Friday, July 13, 2007

Boris Karloff eat your heart out...

Looking like an overzealous actor at a casting call for "The Mummy Returns", Alexander Vinokourov toed the line and finished with the bunch today. I don't have high hopes for him starting tomorrow, but dammit, I want to see this guy recover and light up the tour. I've been accused of some BMC partisanship, but that is not the case. Vino' is the most exciting rider to contest the grand tours. I want to see him make good on all of the crazy, attacking, Kazakh promise that he has shown in year's past. I want him to exact retribution for his undeserved exclusion from last year's tour. I want to see a guy who doesn't follow conventional wisdom or tactics. I want to see a rider who serves up old school beat downs with the ferocity of Bernard Hinault. I want to see a rider who is willing to lay it all on the line in a gamble between heroism and foolhardiness. Vino' is the rider who can deliver this and it truly breaks my heart to see such a cruel blow dealt to the man.

Astana still have the Kloden card to play. His previously feared broken ass has turned out to be just a fractured ass. Hopefully, this will mean a speedy recovery and subsequent aggression.

Alright, so everybody and their brother jumped on the bandwagon for defending CSC. Boo hoo. Sure, Discovery (nee US Postal) did similar work in defense of Sir Armstrong's bid for the maillot jaune. Notably the infamous '99 Passage du Bois debacle that saw Armstrong put a huge time gap between himself and eventual 2nd place finisher Alex "I need a seeing eye domestique" Zulle. But let's put it in perspective: take away the huge time gap gained during the Passage du Bois pileup and Alex Zulle is the winner of the '99 TdF. Sure, rubbin' is racin', but don't you want to see a winner who earns it through legs and not through luck? I mean, who makes the better '06 TdF champion: Landis with the incredible audacity of the stage 17 solo attack or Oscar Pereiro who benefited from a bit of maillot jaune largesse?

Tomorrow will see the first true anger of this tour and maybe that will settle my unease...

1 comment:

Anonymous said...

I like your comparison of Vino to Hinault. They certainly share the same composure during the race, and some of the attacking style, but Vino's reserved personality is as much a strength as the Badger's swaggering demeanor.
Vino actually reminds me of Kelly. No talk, only race.
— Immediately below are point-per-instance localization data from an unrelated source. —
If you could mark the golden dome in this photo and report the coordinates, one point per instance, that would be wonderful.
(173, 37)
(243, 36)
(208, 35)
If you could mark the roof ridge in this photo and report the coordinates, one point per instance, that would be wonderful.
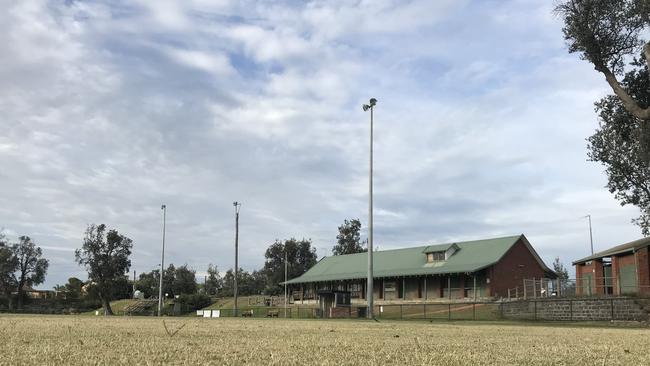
(430, 245)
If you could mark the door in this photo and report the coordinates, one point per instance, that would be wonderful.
(627, 274)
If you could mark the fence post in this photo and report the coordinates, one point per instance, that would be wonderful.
(534, 288)
(525, 289)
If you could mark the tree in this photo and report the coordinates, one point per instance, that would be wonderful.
(349, 238)
(31, 266)
(213, 283)
(561, 271)
(606, 33)
(72, 289)
(622, 145)
(300, 257)
(8, 265)
(105, 255)
(184, 282)
(147, 283)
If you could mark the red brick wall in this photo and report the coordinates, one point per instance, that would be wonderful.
(643, 270)
(517, 264)
(597, 282)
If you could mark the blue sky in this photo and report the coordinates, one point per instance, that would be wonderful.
(110, 109)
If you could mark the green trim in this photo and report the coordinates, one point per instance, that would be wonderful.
(471, 256)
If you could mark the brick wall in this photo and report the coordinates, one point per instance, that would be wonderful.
(625, 309)
(517, 264)
(643, 270)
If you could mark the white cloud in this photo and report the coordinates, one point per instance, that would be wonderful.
(479, 130)
(216, 64)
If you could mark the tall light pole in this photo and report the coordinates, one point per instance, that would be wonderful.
(237, 207)
(369, 293)
(162, 261)
(591, 236)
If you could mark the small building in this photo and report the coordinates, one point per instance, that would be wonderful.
(623, 269)
(461, 270)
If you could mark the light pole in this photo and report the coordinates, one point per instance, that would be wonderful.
(591, 236)
(369, 293)
(162, 261)
(285, 280)
(237, 207)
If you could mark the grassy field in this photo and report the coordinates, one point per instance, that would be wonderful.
(56, 340)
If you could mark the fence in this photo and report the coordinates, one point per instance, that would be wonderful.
(441, 311)
(572, 309)
(538, 288)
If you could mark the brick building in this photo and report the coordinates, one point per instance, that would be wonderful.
(623, 269)
(463, 270)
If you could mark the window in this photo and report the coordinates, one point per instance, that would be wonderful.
(435, 257)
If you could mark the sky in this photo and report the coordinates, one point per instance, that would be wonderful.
(109, 109)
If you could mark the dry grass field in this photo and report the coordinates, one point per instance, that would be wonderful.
(86, 340)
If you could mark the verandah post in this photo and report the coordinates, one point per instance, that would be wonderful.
(525, 289)
(534, 288)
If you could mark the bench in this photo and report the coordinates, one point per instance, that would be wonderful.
(247, 313)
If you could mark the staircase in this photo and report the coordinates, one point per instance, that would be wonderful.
(141, 307)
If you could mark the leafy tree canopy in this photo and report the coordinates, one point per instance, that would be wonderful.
(300, 257)
(32, 267)
(622, 145)
(606, 33)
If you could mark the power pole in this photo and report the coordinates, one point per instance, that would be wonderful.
(285, 280)
(237, 207)
(162, 261)
(369, 290)
(591, 236)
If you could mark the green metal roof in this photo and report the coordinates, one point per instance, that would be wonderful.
(471, 257)
(619, 249)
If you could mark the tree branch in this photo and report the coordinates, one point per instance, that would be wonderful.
(646, 53)
(630, 104)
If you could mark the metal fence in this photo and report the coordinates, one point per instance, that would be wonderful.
(536, 288)
(577, 309)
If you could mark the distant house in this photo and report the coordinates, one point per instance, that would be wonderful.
(471, 269)
(623, 269)
(37, 294)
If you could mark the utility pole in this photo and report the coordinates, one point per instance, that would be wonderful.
(369, 290)
(591, 236)
(237, 207)
(162, 261)
(285, 280)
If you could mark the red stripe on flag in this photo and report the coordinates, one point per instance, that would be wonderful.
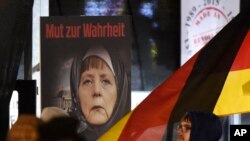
(241, 61)
(150, 114)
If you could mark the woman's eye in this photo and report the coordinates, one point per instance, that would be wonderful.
(106, 82)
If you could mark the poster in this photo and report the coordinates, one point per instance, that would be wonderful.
(85, 69)
(201, 20)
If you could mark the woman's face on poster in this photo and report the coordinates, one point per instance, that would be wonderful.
(98, 94)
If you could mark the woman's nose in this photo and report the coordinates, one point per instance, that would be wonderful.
(97, 90)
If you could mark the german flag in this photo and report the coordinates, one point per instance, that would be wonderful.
(216, 80)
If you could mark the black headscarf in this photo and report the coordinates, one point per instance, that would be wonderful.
(92, 132)
(205, 126)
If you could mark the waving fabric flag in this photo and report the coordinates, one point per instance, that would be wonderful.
(216, 79)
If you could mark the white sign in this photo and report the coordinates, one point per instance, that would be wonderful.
(201, 20)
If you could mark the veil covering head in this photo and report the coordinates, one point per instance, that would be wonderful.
(111, 58)
(205, 126)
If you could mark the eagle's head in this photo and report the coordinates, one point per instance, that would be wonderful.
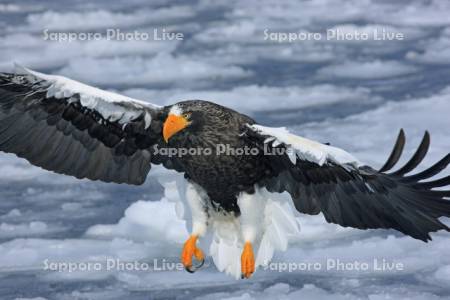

The Tour is only about luck. And as Chris Horner mentioned during his VeloNews video interview with Neal Rogers Friday, Lance made his own luck.
He'd ride on the outside of the front of the peloton, with eight boys in the wind. In seven years he crashed maybe only twice and one of those was due to a spectator.

Glad you are posting regularly. It's thoughtful writing.